Revistes Catalanes amb Accés Obert (RACO)

Following poisons in society and culture (1800-2000): a review of current literature

José Ramón Bertomeu Sánchez, Ximo Guillem Llobat


This paper offers an overview of recent historical studies on toxic products. First, we offer an introduction to the literature and the principal academic groups, describing the major trends in four different areas of scholarship: history of crime and forensic science, history of food quality and adulteration, history of occupational and public health, and environmental history. Second, we suggest avenues for future research by highlighting three meeting points: protagonists, spaces and proof.
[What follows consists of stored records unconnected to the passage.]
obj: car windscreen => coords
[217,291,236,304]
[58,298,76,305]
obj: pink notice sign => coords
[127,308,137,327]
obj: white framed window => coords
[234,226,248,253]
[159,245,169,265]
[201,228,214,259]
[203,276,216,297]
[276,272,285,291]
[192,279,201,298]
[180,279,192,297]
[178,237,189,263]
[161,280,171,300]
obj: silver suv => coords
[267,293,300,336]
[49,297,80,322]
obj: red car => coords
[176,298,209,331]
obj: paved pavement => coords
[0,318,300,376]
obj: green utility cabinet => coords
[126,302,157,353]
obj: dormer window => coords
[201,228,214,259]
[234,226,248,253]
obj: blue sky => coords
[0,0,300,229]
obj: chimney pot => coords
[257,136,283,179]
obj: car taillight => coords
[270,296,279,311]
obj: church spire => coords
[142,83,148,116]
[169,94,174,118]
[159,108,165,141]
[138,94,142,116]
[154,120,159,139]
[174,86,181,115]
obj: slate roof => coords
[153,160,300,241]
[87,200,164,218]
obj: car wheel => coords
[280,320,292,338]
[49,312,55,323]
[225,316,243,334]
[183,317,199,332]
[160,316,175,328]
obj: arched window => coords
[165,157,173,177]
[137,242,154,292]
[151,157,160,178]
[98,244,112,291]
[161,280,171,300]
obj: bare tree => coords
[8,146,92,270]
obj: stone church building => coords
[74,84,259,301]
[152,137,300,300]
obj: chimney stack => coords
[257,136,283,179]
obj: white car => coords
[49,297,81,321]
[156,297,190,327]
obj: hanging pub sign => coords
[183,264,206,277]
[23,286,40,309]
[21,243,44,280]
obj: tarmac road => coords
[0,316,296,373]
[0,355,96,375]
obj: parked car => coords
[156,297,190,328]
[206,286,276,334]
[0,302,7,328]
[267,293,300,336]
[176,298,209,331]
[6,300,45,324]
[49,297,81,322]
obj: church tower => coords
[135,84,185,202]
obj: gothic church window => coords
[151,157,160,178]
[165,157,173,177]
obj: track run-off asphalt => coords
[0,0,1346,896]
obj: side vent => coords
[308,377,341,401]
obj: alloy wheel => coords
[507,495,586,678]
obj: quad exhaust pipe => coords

We also discuss some challenges of the historical narratives: the agency of human and non-human actors; the integration of material, human and environmental effects; and the combination of the socio-cultural analysis of historical cases with the current understanding of poisons. While avoiding the unforgivable sins of anachronism or, even worse, of technological determinism, we want to encourage historical narratives with a bearing on current affairs. This is the last point discussed in the final conclusions. We claim that the history of toxic products can raise long-term debates, decenter the current focus, look for hybrid and complex causations, deconstruct the technocratic discourse of experts, empower victims, question legal standpoints and received cultural constructs, or point out the difficulties of democratic decision-making processes in matters regarding toxic products, particularly in a world marked by an uneven distribution of power and risks. In this sense, we claim that a history of toxic products can create new links between historians and social movements, academic research and activism, while enlarging the opportunities for fostering the uses of history in policy-making. In order to follow this promising path, we argue the need of crossing disciplinary borders of the history of crime, the history of occupational health, and food and environmental history, while moving outside academia and engaging in public debates.